Acute Exposure to Environmentally Relevant Concentrations of Ciprofloxacin and Levonadifloxacin Alters Behavior, Organ Health, and Stress Response in Adult Zebrafish
Aman Kumar Mohanty, Sourik Mukherjee, Dipayan Deb Barman, S. Sowmya, Sivanantham, P. K. Subramania Pillai, Raj Kumar Chinnadurai, Abhijit PoddarABSTRACT
Antibiotic pollution in aquatic systems is an emerging global concern, but the sublethal effects of acute exposure on aquatic vertebrates are poorly understood. This study examined the acute toxicity by exposing adult zebrafish to three concentrations (1, 5, and 10 mg/L) of ciprofloxacin (CIP) and levonadifloxacin (LND) for 96 h. Behavioral, histological, biochemical, and transcriptional changes were assessed. In the novel tank‐dive test, both antibiotics induced concentration‐ and time‐dependent anxiogenic behaviors, such as reduced exploration, decreased total distance traveled, and less time in the upper zone. Histopathological analysis showed progressive tissue damage beginning in the gill epithelium and spreading to the intestine and muscle. Overall, lesion severity increased with higher concentrations and was consistently higher in CIP‐exposed fish.
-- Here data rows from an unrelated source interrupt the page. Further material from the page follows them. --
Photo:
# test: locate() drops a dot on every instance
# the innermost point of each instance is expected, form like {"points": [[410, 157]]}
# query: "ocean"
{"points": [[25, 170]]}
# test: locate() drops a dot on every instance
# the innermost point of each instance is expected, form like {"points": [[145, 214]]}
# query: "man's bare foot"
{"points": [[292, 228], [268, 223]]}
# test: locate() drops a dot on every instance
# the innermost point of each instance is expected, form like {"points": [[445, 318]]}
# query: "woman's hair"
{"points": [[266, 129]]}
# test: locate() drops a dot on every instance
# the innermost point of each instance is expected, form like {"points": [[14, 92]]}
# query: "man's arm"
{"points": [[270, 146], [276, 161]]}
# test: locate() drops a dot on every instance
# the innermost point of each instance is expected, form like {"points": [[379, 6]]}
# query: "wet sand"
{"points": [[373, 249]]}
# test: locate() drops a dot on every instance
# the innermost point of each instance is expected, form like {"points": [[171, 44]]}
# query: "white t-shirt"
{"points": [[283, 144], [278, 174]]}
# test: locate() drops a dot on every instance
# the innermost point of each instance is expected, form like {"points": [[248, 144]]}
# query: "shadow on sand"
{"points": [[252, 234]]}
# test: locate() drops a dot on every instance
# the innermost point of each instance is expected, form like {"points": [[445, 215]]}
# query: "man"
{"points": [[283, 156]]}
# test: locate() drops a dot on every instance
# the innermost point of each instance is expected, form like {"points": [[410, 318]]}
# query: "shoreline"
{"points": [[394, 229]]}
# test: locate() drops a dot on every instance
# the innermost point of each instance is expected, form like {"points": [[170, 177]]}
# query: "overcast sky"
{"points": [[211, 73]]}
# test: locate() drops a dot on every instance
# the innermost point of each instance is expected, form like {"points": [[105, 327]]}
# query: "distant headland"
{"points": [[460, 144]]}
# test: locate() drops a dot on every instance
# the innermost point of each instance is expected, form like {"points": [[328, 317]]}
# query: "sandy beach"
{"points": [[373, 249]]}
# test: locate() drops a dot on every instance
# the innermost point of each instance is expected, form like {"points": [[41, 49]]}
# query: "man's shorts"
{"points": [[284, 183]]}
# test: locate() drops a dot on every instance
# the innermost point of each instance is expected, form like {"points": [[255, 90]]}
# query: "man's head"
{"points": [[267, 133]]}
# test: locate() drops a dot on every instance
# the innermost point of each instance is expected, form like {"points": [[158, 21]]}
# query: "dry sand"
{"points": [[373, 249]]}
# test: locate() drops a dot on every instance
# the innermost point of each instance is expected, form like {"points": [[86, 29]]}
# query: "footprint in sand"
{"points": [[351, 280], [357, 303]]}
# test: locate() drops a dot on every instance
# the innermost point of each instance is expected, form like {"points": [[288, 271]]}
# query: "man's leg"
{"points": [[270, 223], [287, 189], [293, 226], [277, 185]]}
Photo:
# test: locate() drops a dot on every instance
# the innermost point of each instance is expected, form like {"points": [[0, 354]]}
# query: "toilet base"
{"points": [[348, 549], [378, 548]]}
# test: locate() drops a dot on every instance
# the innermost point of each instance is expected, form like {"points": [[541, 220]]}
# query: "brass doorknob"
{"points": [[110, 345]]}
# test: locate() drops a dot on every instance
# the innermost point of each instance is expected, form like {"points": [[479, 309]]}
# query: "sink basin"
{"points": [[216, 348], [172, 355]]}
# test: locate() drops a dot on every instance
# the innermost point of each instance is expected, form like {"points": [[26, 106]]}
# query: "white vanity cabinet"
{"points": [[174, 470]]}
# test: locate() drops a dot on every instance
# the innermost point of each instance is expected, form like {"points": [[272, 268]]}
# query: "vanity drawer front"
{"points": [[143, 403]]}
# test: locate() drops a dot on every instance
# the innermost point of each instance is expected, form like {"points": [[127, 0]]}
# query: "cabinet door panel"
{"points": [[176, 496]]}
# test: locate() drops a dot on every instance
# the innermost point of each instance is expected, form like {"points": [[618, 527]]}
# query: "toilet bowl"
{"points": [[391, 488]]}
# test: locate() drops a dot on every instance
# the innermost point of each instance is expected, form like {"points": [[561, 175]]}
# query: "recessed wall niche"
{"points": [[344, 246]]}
Antioxidant enzyme activity exhibited significant changes in superoxide dismutase, catalase, and glutathione peroxidase 1. Early increase in enzyme levels at 48 h coincided with reduced transcription of sod1 , cat1 , and gpx1a . At 96 h, transcription levels increased while protein levels remained stable. Pathway analysis grouped these genes within interconnected oxidative stress networks rather than cell death pathways. Overall, the results indicate that exposure to both fluoroquinolones for 96 h causes a staged oxidative stress response, along with behavioral disruptions and tissue damage. CIP caused stronger immediate biological effects than LND at the same concentrations, although both antibiotics disturbed organismal homeostasis at sublethal levels. These findings highlight the ecological importance of short‐term antibiotic contamination and demonstrate the value of multiple endpoints for detecting early toxic effects in aquatic organisms.